How does multi-byte char '\377777' work?

Question

Clang mentioned this thingy to me when I was trying some various non-std ways to find std::numeric_limits<size_t>::max() for my allocator::max_size()

The expression size seems limited at 4 bytes so it looks pretty much like an impl-defined multi-byte char but I don't know how it works exactly.

printf("0x%016hhX\n", '\377');     // 0x00000000000000FF
printf("0x%016X  \n", '\3777');    // 0x000000000000FF37
printf("0x%016X  \n", '\37777');   // 0x0000000000FF3737
printf("0x%016X  \n", '\377777');  // 0x00000000FF373737 [-Wfour-char-constants]
printf("0x%016X  \n", '\3777777'); // 0x0000000037373737 [ too long ]
printf("0x%016X  \n", '\3777777'); // 0x0000000037373737 [ too long ]

Line 2 - 4 all seem return int but only 4th line warn of -Wfour-char-constants if turn on -Weveryting. Why does 4-byte char have to warn its user?

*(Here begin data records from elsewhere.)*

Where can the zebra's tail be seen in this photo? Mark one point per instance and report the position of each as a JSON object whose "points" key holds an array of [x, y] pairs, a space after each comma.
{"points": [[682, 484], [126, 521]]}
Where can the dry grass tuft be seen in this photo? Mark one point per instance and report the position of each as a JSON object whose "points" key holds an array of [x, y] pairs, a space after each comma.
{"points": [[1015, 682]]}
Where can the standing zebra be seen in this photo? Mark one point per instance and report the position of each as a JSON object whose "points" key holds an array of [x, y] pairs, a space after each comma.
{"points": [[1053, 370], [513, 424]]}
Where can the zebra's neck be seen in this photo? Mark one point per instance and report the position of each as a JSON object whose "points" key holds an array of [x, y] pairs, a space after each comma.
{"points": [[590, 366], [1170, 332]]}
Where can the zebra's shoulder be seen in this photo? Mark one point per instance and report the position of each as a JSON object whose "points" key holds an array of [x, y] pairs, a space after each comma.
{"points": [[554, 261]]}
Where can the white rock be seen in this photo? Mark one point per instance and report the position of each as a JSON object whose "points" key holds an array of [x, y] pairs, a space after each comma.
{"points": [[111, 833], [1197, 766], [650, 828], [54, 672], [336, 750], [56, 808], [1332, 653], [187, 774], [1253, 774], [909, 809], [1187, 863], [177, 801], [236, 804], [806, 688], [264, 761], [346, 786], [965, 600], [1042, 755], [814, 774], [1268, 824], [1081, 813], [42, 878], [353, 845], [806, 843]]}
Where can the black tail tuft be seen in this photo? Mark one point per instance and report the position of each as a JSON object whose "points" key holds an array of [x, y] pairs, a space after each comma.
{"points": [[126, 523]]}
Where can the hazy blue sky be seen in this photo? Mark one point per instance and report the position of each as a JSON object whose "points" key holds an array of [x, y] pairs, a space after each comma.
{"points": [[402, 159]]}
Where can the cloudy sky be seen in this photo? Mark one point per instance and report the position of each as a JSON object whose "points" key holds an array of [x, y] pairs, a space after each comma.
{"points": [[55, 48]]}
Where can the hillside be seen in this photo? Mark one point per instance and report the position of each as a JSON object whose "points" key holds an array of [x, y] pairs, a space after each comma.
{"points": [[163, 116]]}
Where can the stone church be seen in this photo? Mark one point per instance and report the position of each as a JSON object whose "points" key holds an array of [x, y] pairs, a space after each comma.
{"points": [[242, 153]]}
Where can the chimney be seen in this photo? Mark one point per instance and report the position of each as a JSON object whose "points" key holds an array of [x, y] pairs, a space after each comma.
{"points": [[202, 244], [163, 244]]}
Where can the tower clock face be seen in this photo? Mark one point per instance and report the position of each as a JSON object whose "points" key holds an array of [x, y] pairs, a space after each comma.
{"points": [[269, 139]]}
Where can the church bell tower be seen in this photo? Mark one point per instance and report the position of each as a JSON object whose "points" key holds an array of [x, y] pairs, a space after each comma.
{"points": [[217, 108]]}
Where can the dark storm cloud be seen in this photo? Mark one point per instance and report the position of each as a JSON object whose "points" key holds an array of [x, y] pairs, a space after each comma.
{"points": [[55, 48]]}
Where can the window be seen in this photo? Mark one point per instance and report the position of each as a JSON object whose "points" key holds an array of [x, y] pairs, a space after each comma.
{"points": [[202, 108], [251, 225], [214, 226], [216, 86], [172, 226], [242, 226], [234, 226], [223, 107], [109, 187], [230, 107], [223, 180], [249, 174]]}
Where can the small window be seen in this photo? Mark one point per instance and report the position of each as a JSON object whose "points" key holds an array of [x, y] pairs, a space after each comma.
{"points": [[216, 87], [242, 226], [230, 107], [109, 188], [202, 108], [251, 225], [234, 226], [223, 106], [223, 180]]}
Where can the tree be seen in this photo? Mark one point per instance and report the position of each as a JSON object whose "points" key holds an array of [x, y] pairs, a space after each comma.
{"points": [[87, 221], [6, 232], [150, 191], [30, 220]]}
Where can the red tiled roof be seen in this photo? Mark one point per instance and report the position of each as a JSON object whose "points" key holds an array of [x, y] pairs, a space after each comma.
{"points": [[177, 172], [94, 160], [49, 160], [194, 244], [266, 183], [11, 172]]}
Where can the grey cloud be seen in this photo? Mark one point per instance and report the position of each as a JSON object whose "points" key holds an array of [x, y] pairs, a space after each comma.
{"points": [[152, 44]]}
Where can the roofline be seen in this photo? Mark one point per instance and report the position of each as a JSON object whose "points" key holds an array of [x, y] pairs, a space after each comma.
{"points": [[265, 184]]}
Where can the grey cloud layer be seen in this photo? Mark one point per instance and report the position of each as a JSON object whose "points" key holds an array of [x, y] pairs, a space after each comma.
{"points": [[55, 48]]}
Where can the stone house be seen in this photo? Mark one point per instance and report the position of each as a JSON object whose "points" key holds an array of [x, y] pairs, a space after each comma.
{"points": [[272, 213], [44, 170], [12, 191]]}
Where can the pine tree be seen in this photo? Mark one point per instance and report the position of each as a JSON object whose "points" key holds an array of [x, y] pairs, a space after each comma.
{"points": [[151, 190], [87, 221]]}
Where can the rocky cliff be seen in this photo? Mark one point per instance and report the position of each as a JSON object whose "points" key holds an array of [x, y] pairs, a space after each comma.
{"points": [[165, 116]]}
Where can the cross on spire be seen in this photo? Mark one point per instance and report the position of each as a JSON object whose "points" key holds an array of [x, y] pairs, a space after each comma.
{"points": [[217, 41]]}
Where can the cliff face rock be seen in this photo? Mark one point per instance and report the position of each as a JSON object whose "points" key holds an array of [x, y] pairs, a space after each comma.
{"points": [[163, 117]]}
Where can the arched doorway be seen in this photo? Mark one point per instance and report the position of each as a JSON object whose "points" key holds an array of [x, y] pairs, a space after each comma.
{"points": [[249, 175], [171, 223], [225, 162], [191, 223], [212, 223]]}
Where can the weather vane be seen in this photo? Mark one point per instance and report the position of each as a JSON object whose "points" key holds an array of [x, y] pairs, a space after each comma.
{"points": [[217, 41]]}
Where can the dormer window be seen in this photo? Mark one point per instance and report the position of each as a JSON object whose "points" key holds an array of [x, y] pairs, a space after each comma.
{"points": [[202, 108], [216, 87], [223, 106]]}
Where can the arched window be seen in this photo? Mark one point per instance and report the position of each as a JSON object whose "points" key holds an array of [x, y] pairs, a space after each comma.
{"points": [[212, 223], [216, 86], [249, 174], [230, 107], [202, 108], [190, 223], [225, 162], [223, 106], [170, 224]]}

Please explain how it works. Does it have any colloquial or probably normative term?

godbolt.org/g/7AR9nw

Answer 1

The behaviour on using more than 3 digits with an octal constant specified by \ and enclosed in single quotation characters is not defined by the C++ standard. (Interestingly, you can define multicharacter constants using more than 2 hexadecimal digits, or even notation like 'ab' but the value of the int you get is implementation defined.)

Consult your compiler documentation for the treatment of a longer octal constant.